The Layers of Past and Present
In the last five years, VB’s leadership has begun to moderate its language. Individuals in the party have been more outspoken over Black Lives Matter. Long-time figurehead Filip Dewinter wrote on Twitter:
They want to make #Europe #Africa….Anyone who, as a foreigner, thinks that our country is racist and colonialist, should return to his country of origin where everything is better.
But the party’s approach to Belgium’s colonial history is more nuanced than an emphasis on criticizing how migration has been managed in the country.
Its stance intersects with the communitarian divisions between Flanders and Wallonia in Belgian politics. The VB originally emerged from the Flemish nationalist community, and support for Flemish independence from the Belgian state is still one of its key policies.
MP Vermeersch noted in another interview: “This is part of the history of Belgium,” arguing that it is important to recognize this history rather than erasing it. Underpinning the statement is an important implication: this is not the history of Flanders.
Furthermore, Vlaams Belang is a republican party and rejects the monarchy. The latter, the VB has argued, should apologize for colonization: not the Belgian people, “let alone the Flemish people”. Vermeersch continues, in the Politico interview: “It was the royal family and the French-speaking haute finance who were responsible for this. If someone has to pay for mistakes in the past, it’s them.”

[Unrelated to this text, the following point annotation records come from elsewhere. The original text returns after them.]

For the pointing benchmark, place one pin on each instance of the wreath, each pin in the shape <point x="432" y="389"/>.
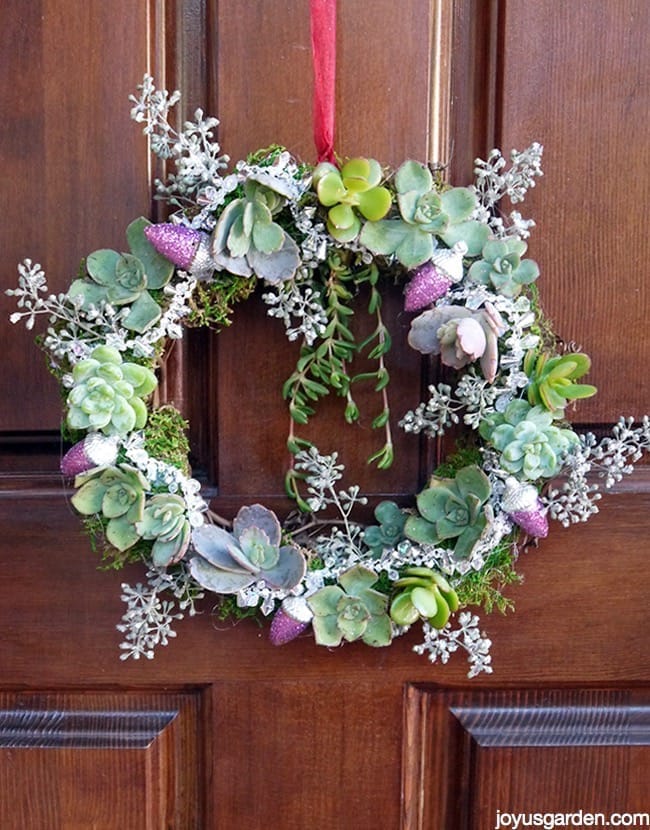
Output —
<point x="313" y="237"/>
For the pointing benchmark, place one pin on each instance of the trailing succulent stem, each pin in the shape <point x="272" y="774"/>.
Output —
<point x="323" y="366"/>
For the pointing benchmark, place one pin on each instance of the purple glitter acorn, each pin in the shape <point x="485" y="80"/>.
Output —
<point x="426" y="286"/>
<point x="524" y="507"/>
<point x="95" y="450"/>
<point x="187" y="248"/>
<point x="290" y="620"/>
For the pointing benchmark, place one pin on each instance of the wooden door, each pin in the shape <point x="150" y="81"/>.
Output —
<point x="221" y="729"/>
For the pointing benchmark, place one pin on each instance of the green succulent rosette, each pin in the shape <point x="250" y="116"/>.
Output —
<point x="531" y="444"/>
<point x="117" y="494"/>
<point x="351" y="610"/>
<point x="452" y="509"/>
<point x="108" y="395"/>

VB’s response thus brings together various elites — the monarchy, the French-speaking economic elite, the Belgian state — and places the responsibility for Belgium’s colonial past squarely on their shoulders. This highlights the way in which the VB mobilizes a populist discourse of the “people versus the elite” and seeks to be the mouthpiece for those they identify as “the people”.
Before this discussion, political elites had been muted about Belgium’s colonial history. Historian Idesbald Goddeeris explains that this silence results in part from the “great identity crisis” of the country.

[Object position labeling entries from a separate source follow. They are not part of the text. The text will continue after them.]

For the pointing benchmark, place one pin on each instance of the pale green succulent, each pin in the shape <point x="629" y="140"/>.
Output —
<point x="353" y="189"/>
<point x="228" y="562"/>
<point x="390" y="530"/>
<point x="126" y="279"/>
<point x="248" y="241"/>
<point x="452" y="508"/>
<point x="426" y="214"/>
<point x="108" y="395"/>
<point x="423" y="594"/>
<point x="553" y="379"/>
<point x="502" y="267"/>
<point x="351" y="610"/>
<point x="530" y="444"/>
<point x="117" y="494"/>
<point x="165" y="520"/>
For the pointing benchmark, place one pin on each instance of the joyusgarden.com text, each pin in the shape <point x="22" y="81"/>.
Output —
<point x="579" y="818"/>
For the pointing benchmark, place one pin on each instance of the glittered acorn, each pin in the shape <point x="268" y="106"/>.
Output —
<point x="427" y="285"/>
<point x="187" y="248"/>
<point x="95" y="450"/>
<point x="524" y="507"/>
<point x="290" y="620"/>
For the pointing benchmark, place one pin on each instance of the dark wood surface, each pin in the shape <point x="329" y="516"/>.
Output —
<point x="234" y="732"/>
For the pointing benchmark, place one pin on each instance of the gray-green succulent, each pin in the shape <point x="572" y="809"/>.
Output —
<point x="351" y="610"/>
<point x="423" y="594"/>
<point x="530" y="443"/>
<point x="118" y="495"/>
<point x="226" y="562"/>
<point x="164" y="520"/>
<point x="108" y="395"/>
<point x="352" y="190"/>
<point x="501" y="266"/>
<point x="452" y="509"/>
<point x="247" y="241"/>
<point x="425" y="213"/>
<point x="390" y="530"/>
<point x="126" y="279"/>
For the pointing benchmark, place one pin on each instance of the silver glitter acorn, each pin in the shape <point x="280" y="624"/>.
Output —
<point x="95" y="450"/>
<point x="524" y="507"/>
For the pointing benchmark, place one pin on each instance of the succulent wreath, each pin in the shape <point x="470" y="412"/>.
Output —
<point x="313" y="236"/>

With the rise of the Flemish nationalist N-VA since 2009 and the re-emergence of the VB since 2018, criticisms of Belgium’s colonial past “can easily be interpreted as criticism of Belgium as a whole”. Speaking out on the issue carries particular sensitivities for political elites, from across the ideological spectrum, who are navigating the country’s communitarian divides.
Debates around Belgium’s colonial past are shaped by this complicated set of dynamics. They serve as a reminder that the ideologies of populist radical right parties in Europe should not be reduced to nativism or criticism of immigration policies. Rather, Vlaams Belang’s fundamental tradition of republicanism and Flemish nationalism builds a more complex, layered idea of who “the people” are.